Aroma 2: Bersama Kopi, Aku Baik-baik Saja

185 3 0
                                    


ENAM tahun lalu, meskipun mata ibu tertutup tetapi bibirnya tersenyum. Refleks aku ikut tersenyum kecil lalu bibirku semakin mengerut sambil menahan suara yang tertahan di pita suaraku. Terasa sakit memang, kemudian satu tetes air mata kembali bergulir. Aku segera memperbaiki letak tangan kirinya yang masih belum menempel tubuh.

Sekali lagi aku pandangi wajah wanita paling hebat yang terbaring di depanku, semakin cantik saja. Mengapa pada waktunya habis manusia semakin memancarkan aura aslinya? Segalanya tampak sempurna dalam dirinya. Tak kuat aku menahan rasa sakit yang semakin mencekik tenggorokkan.

Aku menunduk beberapa detik untuk membiarkan air mata itu keluar dan berhenti ketika telapak tanganku membasuh. Aku bangkit mundur untuk memberi ruang agar pelayat lain bisa melihat sebelum keranda itu diangkat. Lelaki yang juga aku banggakan masih belum mau beranjak dari samping jenazah istrinya itu.

Beberapa menit sekali tangan ayah merapikan setiap sudut lekukan kain kafan yang sebenarnya sudah rapih. Menata rambut ibu agar tak ada yang menutupi bagian muka, padahal sudah dikepang rapih setelah dimandikan.

Beberapa menit sekali, ia juga akan menata tangan ibu agar menempel perut, padahal sudah tepat posisinya. Kesempatan itu ia manfaatkan sebelum kain putih membungkus tubuh ibu dan tidak boleh dilepas lagi.

Matanya benar-benar tidak lepas memandang wajah wanita yang selama ini membuat hari-harinya berwarna. Aku yakin, pasti kenangan muda dulu memenuhi pikirannya. Masa lalu begitu bahagia tetapi juga bisa menyakitkan.

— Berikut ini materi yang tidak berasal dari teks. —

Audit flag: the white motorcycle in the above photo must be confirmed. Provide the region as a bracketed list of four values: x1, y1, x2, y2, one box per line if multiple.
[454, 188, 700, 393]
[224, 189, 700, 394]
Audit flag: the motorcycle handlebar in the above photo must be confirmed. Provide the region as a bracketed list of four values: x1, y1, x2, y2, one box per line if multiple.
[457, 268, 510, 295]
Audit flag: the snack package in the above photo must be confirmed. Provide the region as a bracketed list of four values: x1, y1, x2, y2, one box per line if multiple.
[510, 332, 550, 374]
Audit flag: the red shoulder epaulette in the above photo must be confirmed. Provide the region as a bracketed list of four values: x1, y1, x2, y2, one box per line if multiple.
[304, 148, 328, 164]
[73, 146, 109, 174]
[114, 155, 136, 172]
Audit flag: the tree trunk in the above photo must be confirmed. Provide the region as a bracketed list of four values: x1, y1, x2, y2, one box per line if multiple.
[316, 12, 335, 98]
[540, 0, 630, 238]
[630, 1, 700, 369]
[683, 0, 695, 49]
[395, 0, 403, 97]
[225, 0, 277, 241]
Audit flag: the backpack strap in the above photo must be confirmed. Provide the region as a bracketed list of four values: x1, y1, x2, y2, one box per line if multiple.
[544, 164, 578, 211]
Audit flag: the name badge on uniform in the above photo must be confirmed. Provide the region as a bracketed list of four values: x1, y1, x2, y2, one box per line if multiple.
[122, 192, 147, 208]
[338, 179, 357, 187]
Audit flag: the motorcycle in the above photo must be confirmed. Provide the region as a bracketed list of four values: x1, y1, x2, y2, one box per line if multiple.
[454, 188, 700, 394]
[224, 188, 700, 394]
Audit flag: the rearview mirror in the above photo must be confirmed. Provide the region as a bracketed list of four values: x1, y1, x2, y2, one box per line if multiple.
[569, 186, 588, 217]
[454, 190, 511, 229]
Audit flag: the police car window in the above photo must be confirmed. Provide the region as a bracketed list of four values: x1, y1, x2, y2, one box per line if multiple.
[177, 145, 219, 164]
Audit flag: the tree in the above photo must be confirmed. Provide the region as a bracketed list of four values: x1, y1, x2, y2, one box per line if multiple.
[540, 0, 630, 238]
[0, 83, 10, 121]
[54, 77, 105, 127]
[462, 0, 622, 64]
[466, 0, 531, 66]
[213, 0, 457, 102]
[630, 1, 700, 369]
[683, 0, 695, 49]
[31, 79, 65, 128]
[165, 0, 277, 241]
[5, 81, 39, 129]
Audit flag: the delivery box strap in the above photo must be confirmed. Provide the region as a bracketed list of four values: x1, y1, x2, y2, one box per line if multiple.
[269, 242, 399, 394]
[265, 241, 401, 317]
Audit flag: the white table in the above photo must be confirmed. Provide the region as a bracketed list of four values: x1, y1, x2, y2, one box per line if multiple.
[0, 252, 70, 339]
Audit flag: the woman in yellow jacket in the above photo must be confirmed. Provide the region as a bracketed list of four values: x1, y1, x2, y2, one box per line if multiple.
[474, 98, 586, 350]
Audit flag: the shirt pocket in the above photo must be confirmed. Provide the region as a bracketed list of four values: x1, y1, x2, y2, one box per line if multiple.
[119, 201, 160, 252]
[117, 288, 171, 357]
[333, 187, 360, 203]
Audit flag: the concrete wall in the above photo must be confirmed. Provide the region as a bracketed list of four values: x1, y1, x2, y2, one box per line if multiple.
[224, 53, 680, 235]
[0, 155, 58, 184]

Tidak ayah, wanita itu tidak akan pergi dan juga tidak hilang. Ia akan kekal di alam sana dan jangan khawatir tidak akan bertemu dengannya lagi. Kita akan bertemu kembali meskipun harus melalui perpisahan ini. Bukankah di dunia ini selalu ada pertemuan dan perpisahan?

Aku tahu air matamu ingin sekali menetes, aku tahu tenggorokkanmu tercekik karena tangisan yang kau tahan. Aku juga merasakannya, Ayah. Rasanya begitu sakit dan tak bisa berkata.

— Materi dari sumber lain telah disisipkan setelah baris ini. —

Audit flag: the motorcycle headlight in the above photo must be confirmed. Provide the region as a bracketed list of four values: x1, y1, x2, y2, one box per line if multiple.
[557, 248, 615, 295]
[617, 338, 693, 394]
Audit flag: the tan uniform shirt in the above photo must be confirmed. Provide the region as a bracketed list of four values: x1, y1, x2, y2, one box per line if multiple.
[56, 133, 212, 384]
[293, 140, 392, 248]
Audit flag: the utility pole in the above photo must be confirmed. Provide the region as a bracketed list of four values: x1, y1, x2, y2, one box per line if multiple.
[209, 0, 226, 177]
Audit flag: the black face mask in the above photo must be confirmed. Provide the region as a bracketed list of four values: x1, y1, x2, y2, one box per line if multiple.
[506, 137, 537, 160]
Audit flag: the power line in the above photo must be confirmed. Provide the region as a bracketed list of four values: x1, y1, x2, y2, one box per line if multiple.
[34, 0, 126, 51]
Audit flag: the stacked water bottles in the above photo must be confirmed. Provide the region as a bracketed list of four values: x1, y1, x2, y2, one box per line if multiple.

Apa setiap pria merasa malu mengeluarkan air mata? Pria juga berhak menangis, tak ada larangan, bukan? Menangis juga menjadi obat. Air mata itu mengandung berbagai penyakit yang bisa membuat tubuh lebih sehat. Sayangnya, aku tidak pandai dalam dunia kedokteran, jadi aku tidak bisa menjelaskan secara rinci. Andai saja bisa, sudah aku jelaskan panjang lebar jika ada yang bertanya. Tapi, siapa juga yang akan menanyakan perihal pria tidak boleh menangis? Pada dasarnya, masih banyak sikap masa bodoh di dunia ini. Hmmm, membuatku sulit menemukan orang yang bisa aku ajak berpikir untuk menjawab pertanyaan yang terus-terusan diawali dengan kata 'mengapa'. Kenapa kau banyak bertanya begitu?! Pasti itu jawabannya. Ya karena aku ingin tahu! Kan aku bodoh! Jangan sampai aku berkata begitu. Terus merendahkan diriku sendiri untuk membela diri.

Ingatan itu kembali muncul ketika hirupan kopi memenuhi indra penciuman dan lidahku.

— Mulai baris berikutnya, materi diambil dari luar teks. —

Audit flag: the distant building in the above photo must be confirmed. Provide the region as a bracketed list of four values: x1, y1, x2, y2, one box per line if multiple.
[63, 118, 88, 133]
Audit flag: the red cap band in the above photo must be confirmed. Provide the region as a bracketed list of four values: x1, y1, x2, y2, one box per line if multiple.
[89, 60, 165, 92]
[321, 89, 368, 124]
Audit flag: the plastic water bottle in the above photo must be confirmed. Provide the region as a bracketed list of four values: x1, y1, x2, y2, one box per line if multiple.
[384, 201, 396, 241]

Kala senja, mengapa harus saat senja aku dapat menikmati waktu bersama secangkir kopi hasil racikanku sendiri? Mengapa ketika senja aku selalu mengingat semua kenangan itu? Tuh kan, lagi-lagi diawali dengan kata 'mengapa'. Sudahlah, memang itu yang masih bisa aku tanyakan pada diriku sendiri. Untuk apa? Bukannya selalu tak ada jawaban pasti! Meskipun tidak pasti tetapi masih bisa ditebak dengan positif. Ada kata 'kemungkinan', mengapa tak digunakan? Kemungkinan lebih dominan pada hal positif kan? Ah, sudahlah, aku ingin lanjut menarasikan mengenai perasaanku.

Mengapa harus kau, Ibu, wanita peracik terhebat dalam hidupku yang selalu hadir di kenanganku. Padahal kau begitu jahat karena tega meninggalkanku lebih cepat. Aku masih butuh bimbinganmu, aku masih butuh ocehanmu dari kenakalanku, dan aku masih butuh saranmu ketika aku dihadapkan pada lebih dari satu pilihan.